6 thoughts on “210′ Fatberg Reminds Residents Why Grease Traps Were a Good Thing

  1. Not saying this article is worth burning a FNYT visit, but there is a video.

    The waterfront of Sidmouth, a sleepy coastal town in southwestern England, looks serene even on a winter’s afternoon. But a monster lurks beneath the calm: a mass of fat, oil and wet wipes extending for at least 210 feet.

    Known as fatbergs, such greasy, compact masses are an established urban peril. The Museum of London holds a sample of an 800-foot specimen that blocked a sewer under the capital’s East End in 2017, and New York has long battled similar agglomerations.

    Sidmouth, however, has only about 13,000 permanent residents, and its fatberg was discovered in a routine check under The Esplanade, a picturesque seafront road full of hotels and restaurants.

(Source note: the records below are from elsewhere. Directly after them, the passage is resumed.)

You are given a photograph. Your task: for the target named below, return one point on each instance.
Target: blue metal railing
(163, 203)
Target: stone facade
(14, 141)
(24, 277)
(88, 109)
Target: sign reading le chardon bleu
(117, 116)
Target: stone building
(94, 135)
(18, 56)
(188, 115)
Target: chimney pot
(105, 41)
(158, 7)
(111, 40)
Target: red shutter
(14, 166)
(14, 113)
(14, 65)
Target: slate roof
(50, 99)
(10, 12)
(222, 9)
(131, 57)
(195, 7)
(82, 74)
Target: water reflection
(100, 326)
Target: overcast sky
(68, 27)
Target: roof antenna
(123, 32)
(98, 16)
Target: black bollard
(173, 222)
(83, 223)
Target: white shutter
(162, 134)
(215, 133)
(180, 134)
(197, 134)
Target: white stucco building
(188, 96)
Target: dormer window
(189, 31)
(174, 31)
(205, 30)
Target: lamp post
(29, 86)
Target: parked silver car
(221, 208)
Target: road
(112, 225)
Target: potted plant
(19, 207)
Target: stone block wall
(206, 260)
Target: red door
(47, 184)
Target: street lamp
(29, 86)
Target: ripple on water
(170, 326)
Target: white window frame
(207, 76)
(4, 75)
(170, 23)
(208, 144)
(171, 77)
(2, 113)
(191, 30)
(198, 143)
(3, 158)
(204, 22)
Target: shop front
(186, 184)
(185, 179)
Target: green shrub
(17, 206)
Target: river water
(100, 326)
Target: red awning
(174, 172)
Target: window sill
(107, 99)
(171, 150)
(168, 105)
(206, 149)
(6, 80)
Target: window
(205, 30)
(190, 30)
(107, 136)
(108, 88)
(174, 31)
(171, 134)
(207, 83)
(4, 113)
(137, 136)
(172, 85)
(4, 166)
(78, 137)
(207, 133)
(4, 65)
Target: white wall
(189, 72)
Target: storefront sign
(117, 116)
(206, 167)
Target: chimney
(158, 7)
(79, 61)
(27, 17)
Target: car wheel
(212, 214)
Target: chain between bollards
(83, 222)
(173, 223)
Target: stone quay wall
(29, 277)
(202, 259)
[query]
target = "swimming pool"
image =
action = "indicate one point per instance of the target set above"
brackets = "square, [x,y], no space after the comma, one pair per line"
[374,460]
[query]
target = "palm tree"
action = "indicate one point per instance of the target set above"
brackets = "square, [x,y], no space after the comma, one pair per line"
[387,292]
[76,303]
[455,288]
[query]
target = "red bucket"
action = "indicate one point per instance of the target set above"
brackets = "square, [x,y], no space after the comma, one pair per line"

    “It is the largest discovered in our service history and will take our sewer team around eight weeks to dissect this monster in exceptionally challenging work conditions,” said Andrew Roantree, director of wastewater at South West Water, the company that manages the sewers in Sidmouth and across 4,300 square miles of England, including the cities of Exeter and Plymouth.

    Time was when every house had a grease trap to catch the fat (although not the baby wipes) before it could flow into the municipal sewer system. Then everybody got kitchen sink disposers and bypassed the grease traps so they didn't fill too fast. Now this.

    1. I don't have a disposal or a grease trap, but then I don't have much fat in my diet anyway. I can eat kale and convert it to fat, though.